Uniformisation des méthodes de calcul Entre 2017 et 2018, les méthodes de calcul ont été davantage uniformisées. Auparavant, le modèle de l’AVS avait pour particularité de construire la projection des recettes selon une seule logique, tandis que celle des dépenses s’articulait autour de différents principes, selon qu’ils s’appliquaient à la population suisse ou étrangère. Désormais, le calcul des dépenses – en particulier celui des sommes de rentes annuelles – est appliqué de manière cohérente et uniforme.

La méthode harmonisée se base sur les données historiques et les scénarios démographiques fournis par l’OFS qui permettent de calculer la croissance annuelle du nombre de droits à une rente AVS complète (c’est-à-dire sans lacune de cotisation) que nous qualifions d’équivalents pleine rente cumulés (EPRC). Ces taux de croissance, combinés aux taux de mortalité, nous permettent ensuite de projeter les EPRC, respectivement les sommes de rentes, à partir de la valeur observée dans le dernier registre des rentes disponible.

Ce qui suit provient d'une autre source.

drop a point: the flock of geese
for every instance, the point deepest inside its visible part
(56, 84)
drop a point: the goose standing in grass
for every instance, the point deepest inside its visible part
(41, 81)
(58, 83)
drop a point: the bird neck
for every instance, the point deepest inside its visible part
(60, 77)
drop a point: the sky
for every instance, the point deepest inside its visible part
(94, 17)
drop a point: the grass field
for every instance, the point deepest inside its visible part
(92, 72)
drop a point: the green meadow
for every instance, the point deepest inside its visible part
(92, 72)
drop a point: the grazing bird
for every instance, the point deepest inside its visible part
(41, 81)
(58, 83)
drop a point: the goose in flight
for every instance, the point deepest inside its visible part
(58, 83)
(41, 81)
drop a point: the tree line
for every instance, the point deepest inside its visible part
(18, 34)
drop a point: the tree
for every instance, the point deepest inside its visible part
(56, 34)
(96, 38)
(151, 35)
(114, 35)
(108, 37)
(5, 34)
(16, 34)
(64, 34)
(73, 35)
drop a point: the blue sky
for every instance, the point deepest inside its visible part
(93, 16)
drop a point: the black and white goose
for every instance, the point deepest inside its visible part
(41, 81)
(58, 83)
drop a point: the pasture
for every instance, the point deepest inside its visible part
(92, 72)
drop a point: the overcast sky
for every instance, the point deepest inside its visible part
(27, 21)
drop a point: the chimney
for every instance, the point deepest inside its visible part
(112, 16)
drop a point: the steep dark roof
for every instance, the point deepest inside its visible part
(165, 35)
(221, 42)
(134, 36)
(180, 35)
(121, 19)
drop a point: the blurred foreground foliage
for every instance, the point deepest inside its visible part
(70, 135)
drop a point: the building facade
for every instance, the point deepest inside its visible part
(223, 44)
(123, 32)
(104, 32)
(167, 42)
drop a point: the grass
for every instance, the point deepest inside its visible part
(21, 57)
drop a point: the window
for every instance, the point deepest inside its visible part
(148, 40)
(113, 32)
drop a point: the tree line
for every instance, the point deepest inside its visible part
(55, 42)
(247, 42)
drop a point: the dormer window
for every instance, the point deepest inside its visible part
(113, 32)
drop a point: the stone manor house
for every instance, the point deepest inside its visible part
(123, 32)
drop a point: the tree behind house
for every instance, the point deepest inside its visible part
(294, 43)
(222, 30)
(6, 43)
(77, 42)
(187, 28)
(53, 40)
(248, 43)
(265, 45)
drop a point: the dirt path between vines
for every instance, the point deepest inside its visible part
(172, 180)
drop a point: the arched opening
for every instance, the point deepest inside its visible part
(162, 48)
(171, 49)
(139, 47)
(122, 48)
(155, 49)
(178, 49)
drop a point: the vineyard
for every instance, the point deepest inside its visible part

Cette méthode implique que les niveaux de rentes prennent en compte les effets des réformes antérieures et reflètent la situation de l’AVS selon le droit en vigueur. Lorsqu’une nouvelle disposition légale est proposée, il est possible de calculer les effets escomptés en adaptant le modèle au moyen de modules séparés, qui peuvent être combinés ou pris séparément selon les options prévues par la nouvelle disposition.

Un modèle de projection plus précis Le graphique G1 montre que le modèle des sommes de rentes révisé fournit des estimations proches de celles de « l’ancien » modèle jusqu’aux années 2040 environ. À partir de ce point, la somme des rentes projetée par le nouveau modèle est inférieure à celle prévue par l’ancien. La raison de cette différence provient de l’utilisation nouvelle des EPRC pour extrapoler les rentes de toute la population bénéficiaire, ainsi que d’un autre modèle développé pour la projection du niveau des nouvelles rentes. Compte tenu de la marge d’erreur inhérente à une projection sur plusieurs décennies, cette différence après 2045 doit être relativisée.